If you’re trying to decide what to do next, you’re limited only by your imagination. Consider these question:

How could you use what you’ve learned to build a hazard detector for your car? If your iPhone were mounted on the dashboard if your car, facing forward, could you use what you’ve learned to make an app that would detect hazards and warn the driver?

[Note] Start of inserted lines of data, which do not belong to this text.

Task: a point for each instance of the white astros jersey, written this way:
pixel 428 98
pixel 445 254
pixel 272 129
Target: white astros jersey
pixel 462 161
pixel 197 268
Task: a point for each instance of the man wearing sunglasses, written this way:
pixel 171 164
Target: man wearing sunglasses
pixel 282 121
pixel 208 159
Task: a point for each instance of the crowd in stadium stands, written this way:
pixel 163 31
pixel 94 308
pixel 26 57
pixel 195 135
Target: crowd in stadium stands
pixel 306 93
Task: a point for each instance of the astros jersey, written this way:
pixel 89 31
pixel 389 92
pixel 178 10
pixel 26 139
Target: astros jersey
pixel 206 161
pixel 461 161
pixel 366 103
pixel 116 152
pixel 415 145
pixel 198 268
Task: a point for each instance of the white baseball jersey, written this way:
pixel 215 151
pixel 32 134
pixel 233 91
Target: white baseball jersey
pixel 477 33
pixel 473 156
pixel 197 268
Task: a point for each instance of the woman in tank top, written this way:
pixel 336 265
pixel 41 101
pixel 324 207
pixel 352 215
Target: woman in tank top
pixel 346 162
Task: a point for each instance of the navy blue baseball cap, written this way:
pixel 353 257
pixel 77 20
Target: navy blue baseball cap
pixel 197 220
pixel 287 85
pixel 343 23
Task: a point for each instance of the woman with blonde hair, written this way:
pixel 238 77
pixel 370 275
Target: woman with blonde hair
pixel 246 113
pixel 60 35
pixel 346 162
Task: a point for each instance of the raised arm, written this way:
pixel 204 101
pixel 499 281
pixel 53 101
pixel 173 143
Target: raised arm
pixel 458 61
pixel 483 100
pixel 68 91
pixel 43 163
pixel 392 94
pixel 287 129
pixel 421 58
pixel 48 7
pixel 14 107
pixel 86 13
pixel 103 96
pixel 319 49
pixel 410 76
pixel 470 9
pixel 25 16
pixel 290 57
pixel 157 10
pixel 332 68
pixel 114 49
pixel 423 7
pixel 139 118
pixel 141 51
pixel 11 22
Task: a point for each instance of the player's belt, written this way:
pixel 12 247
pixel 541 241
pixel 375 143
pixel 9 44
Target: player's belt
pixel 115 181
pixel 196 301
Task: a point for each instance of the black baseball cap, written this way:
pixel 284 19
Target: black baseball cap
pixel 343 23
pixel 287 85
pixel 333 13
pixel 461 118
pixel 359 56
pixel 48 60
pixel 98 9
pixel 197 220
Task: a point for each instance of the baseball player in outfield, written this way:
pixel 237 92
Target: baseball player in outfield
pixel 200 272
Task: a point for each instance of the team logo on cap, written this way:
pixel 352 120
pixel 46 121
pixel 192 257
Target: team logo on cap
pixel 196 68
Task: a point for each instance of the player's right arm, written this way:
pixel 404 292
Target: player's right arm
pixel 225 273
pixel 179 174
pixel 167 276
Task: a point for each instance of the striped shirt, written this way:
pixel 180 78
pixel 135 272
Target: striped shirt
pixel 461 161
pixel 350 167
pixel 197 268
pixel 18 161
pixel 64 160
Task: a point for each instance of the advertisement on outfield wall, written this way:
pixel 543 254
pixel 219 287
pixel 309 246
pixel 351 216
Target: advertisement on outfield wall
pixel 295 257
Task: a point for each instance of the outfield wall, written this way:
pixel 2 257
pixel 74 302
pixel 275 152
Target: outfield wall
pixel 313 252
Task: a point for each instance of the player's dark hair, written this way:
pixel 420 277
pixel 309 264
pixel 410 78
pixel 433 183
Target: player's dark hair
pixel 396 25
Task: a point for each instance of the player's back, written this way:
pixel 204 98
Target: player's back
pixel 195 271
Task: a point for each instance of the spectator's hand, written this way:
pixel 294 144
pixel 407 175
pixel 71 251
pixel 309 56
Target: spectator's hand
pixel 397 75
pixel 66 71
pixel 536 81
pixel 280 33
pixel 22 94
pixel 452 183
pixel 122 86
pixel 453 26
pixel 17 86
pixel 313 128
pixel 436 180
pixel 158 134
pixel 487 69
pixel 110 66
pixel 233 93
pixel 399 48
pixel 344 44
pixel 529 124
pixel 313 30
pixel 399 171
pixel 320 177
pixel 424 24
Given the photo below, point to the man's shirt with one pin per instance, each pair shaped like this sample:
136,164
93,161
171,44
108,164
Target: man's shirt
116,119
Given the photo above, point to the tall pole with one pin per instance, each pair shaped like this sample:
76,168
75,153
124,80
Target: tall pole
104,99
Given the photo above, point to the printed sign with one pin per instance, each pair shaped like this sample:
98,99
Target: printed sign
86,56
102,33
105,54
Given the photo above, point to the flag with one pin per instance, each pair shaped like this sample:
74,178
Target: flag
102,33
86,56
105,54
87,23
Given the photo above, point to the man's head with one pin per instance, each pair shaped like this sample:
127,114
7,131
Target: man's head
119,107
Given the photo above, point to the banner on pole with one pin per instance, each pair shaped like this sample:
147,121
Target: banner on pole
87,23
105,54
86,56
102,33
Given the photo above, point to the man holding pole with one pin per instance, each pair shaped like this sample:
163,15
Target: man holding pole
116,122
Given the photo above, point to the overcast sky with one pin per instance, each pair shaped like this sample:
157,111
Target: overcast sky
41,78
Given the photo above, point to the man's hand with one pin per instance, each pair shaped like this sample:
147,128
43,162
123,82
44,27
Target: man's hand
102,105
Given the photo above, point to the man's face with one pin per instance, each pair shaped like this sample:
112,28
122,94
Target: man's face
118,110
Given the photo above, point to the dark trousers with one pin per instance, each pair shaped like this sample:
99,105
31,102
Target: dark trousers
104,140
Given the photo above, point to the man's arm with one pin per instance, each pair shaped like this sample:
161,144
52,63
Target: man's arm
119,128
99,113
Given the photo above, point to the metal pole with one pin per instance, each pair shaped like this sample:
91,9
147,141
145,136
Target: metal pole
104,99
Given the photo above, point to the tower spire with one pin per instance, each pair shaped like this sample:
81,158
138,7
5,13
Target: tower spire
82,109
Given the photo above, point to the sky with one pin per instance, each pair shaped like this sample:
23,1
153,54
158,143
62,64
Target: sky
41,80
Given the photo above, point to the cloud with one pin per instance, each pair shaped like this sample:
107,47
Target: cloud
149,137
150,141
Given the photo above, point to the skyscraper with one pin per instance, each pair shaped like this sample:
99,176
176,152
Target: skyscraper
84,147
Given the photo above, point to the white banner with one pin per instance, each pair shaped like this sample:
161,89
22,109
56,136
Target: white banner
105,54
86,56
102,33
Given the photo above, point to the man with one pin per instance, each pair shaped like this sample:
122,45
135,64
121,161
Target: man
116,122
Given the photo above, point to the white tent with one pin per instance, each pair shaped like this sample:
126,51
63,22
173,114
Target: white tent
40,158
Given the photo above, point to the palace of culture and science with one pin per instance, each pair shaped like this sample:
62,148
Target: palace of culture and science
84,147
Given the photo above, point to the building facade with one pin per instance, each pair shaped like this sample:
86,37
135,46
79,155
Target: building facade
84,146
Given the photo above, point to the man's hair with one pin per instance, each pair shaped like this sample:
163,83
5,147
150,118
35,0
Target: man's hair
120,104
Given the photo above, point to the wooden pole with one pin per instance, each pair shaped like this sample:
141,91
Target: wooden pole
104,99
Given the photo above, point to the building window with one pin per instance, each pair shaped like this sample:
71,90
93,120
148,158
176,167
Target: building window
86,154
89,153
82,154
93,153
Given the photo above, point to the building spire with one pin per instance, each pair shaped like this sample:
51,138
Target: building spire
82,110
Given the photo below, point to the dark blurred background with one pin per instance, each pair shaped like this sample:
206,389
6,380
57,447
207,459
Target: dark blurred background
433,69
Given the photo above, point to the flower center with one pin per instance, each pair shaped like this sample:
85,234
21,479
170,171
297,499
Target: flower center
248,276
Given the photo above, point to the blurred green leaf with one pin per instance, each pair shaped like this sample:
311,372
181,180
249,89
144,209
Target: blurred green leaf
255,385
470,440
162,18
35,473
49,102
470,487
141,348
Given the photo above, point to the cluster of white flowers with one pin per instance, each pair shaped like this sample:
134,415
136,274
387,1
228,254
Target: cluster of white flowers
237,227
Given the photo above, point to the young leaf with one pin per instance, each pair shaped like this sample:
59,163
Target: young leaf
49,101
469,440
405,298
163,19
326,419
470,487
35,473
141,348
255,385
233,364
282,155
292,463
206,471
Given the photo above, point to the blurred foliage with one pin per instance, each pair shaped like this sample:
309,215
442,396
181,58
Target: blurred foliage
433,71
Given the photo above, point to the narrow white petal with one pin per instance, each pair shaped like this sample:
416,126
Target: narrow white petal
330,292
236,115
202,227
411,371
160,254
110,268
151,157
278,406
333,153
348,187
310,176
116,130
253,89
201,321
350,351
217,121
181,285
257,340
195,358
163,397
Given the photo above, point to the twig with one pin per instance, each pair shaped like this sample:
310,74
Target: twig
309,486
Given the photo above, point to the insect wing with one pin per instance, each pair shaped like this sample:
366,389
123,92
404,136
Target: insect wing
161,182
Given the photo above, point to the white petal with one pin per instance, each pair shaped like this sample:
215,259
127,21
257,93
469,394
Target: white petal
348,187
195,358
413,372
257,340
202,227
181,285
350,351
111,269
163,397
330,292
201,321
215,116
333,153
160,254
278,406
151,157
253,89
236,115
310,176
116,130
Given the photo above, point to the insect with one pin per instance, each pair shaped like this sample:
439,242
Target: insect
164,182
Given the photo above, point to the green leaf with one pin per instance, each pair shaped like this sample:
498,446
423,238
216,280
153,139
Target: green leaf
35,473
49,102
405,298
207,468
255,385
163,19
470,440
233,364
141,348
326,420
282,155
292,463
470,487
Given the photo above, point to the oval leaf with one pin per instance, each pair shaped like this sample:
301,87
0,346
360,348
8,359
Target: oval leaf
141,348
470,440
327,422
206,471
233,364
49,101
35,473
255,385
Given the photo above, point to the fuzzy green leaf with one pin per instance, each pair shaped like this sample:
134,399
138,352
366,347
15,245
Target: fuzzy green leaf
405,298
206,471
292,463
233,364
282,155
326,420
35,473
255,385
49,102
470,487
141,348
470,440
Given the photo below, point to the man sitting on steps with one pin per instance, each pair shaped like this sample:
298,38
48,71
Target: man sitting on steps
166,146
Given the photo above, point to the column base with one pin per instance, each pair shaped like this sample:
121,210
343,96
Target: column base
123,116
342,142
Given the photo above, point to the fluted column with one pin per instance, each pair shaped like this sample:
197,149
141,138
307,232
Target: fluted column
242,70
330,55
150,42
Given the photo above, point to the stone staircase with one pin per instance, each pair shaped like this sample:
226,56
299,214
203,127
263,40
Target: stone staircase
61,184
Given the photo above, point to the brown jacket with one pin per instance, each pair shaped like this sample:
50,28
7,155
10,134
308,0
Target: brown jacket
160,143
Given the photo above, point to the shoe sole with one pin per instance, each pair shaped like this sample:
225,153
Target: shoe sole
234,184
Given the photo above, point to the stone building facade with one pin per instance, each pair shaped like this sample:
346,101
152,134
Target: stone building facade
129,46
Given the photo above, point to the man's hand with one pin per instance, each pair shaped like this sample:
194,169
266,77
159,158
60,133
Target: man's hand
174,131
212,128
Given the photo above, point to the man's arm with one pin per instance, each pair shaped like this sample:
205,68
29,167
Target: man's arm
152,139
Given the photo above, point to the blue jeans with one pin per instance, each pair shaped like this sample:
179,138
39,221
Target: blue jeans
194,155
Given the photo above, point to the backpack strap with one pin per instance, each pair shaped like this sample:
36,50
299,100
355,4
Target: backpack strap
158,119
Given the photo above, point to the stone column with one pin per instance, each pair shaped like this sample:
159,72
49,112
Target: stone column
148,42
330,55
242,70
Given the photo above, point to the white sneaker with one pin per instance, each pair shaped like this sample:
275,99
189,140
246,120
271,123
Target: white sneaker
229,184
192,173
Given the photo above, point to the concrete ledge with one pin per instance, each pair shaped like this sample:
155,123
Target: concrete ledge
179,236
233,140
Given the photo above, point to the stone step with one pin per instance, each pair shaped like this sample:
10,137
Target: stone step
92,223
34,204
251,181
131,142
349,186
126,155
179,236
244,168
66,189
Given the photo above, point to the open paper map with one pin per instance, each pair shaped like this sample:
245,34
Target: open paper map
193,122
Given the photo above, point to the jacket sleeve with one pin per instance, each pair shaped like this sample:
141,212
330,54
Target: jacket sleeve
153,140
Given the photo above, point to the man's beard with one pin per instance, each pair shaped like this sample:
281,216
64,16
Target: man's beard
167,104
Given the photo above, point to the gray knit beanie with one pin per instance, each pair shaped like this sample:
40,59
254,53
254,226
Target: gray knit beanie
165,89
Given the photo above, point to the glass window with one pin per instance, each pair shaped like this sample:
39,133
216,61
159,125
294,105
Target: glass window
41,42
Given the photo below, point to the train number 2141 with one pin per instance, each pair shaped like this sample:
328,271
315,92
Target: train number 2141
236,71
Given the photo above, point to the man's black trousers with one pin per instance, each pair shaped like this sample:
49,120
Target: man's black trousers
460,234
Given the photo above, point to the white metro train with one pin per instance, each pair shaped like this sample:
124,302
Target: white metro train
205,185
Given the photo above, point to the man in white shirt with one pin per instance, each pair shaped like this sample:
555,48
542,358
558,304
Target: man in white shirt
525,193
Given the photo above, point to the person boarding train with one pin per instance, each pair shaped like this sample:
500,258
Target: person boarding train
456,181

Could you build a bird detector that would alert a bird enthusiast when their favorite bird has landed at their bird feeder?
If you have deer and other pests that roam into your garden and eat all of the vegetables you are growing, could you use your newly-acquired iOS object detection skills to build an iOS-powered electronic scarecrow to frighten the pests away?

The possibilities are endless. Why not try one of the ideas above - or come up with your own - and then write about it? The CodeProject community would love to see what you come up with.